Newcrest receives government grant for long-range network

Gregory Crinum

Newcrest Mining is among five mining projects to receive funding under the Federal Government’s Cooperative Research Centres Projects (CRC-P) initiative.

The 11th round of the CRC-P awarded 22 projects with a share in $47 million in grants.

The CRC-P aims to deliver a range of innovations and technologies across a number of sectors.

These projects will work to satisfy the National manufacturing Priority areas, which include Resources Technology and Critical Minerals Processing.

The Newcrest project received $2 million from the initiative, working with the University of New South Wales, Roobuck, and Roboworks.

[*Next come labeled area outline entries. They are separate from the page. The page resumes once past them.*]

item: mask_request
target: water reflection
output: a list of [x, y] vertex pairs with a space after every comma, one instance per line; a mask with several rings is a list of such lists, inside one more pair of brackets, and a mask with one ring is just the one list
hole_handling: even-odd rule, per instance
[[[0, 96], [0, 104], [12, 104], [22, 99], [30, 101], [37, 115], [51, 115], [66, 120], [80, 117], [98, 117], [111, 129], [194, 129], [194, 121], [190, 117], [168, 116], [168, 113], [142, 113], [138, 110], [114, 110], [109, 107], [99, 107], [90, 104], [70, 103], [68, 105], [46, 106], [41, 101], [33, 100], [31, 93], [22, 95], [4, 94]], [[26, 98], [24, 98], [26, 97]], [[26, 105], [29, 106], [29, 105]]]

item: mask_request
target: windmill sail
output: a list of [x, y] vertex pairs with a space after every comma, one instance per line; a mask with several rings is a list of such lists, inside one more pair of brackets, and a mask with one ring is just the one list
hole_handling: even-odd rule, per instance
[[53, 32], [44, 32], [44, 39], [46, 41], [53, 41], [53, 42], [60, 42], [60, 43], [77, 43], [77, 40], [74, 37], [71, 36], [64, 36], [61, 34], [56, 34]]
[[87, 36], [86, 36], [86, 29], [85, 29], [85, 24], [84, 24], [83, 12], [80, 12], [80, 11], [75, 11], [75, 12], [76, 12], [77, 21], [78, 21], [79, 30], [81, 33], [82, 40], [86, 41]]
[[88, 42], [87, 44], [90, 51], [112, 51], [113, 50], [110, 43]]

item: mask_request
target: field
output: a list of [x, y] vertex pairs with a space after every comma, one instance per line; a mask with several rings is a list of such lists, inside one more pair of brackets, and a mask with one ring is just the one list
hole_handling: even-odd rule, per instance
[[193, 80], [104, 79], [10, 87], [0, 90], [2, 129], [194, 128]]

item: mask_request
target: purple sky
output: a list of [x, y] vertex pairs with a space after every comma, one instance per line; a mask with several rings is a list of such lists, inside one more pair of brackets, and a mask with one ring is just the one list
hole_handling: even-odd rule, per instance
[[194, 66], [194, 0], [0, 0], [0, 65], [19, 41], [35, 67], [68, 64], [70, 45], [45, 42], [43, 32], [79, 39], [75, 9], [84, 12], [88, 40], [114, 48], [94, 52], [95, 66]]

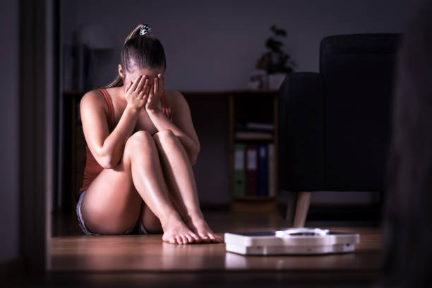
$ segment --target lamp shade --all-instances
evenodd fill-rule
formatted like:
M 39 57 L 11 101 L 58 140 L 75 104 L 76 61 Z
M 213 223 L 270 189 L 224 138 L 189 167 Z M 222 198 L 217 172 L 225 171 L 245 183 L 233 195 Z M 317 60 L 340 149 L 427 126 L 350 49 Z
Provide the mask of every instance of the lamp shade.
M 78 31 L 79 42 L 93 49 L 110 49 L 114 41 L 111 32 L 98 24 L 81 27 Z

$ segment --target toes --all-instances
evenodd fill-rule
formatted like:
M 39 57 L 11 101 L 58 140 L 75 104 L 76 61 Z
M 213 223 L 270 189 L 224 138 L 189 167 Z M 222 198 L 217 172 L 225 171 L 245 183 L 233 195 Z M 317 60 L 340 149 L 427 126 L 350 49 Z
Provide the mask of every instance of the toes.
M 210 239 L 208 238 L 208 236 L 207 236 L 205 234 L 200 234 L 200 236 L 201 237 L 201 239 L 203 239 L 203 241 L 204 242 L 210 242 Z
M 196 242 L 200 242 L 201 241 L 201 239 L 200 238 L 199 236 L 198 236 L 197 234 L 196 234 L 193 232 L 191 232 L 189 233 L 189 235 L 191 235 L 192 236 L 192 238 L 193 238 L 193 239 L 195 240 Z
M 193 243 L 193 238 L 192 238 L 192 236 L 189 234 L 186 234 L 185 235 L 186 238 L 188 239 L 188 242 L 189 243 Z

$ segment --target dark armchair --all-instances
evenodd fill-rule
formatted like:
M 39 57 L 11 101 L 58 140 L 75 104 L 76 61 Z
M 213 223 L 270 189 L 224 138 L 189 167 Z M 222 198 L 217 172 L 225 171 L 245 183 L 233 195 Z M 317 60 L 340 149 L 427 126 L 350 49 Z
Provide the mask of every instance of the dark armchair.
M 399 37 L 327 37 L 320 73 L 289 74 L 281 85 L 280 187 L 298 194 L 294 227 L 312 191 L 383 191 Z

The research team will look develop a long range network for underground mines which could be used for monitoring, control, backup, rescue and robotics works.

Another (joint) project between the University of New South Wales, Jennmar Australia and JIMACK which received $3 million for an $8.3 million project.

It aims to develop high-capacity rock reinforcement for underground mines, to fulfil the industry’s need to venture deeper underground for more valuable ore bodies.

“Experience shows a major hazard from mining in very high stressed environments is a sudden dynamic explosive failure of rock that is not effectively held by traditional rock bolt reinforcement; hence, dynamic bolts exist,” the project description stated.

“This project will design, develop and build Australian manufacturing for the world’s highest capacity dynamic bolt support system.”

Minister for Industry, Science and Technology Christian Porter said the initiative had benefits for the economy and the recipients themselves.

“These projects will address challenges in our National Manufacturing Priority areas and lead to tangible outcomes that will improve the competitiveness, productivity and sustainability of Australian industries, while growing the economy and creating new jobs,” Porter said.

“CRC-Ps also help strengthen links between research organisations and industry, and support Australian businesses to develop new technologies, products, processes and services for global supply chains.

Minister for Regionalisation, Regional Communications and Regional Education Bridget McKenzie said countless opportunities had been created through the CRC-P since it was conceived in 2016.

“Innovation is critical to regional and remote Australian communities, and these projects will boost research and development activities in regional areas and spark economic growth and job creation locally, and contribute to global competitiveness,” McKenzie said.

So far, the initiative has awarded over $376 million to support 176 projects.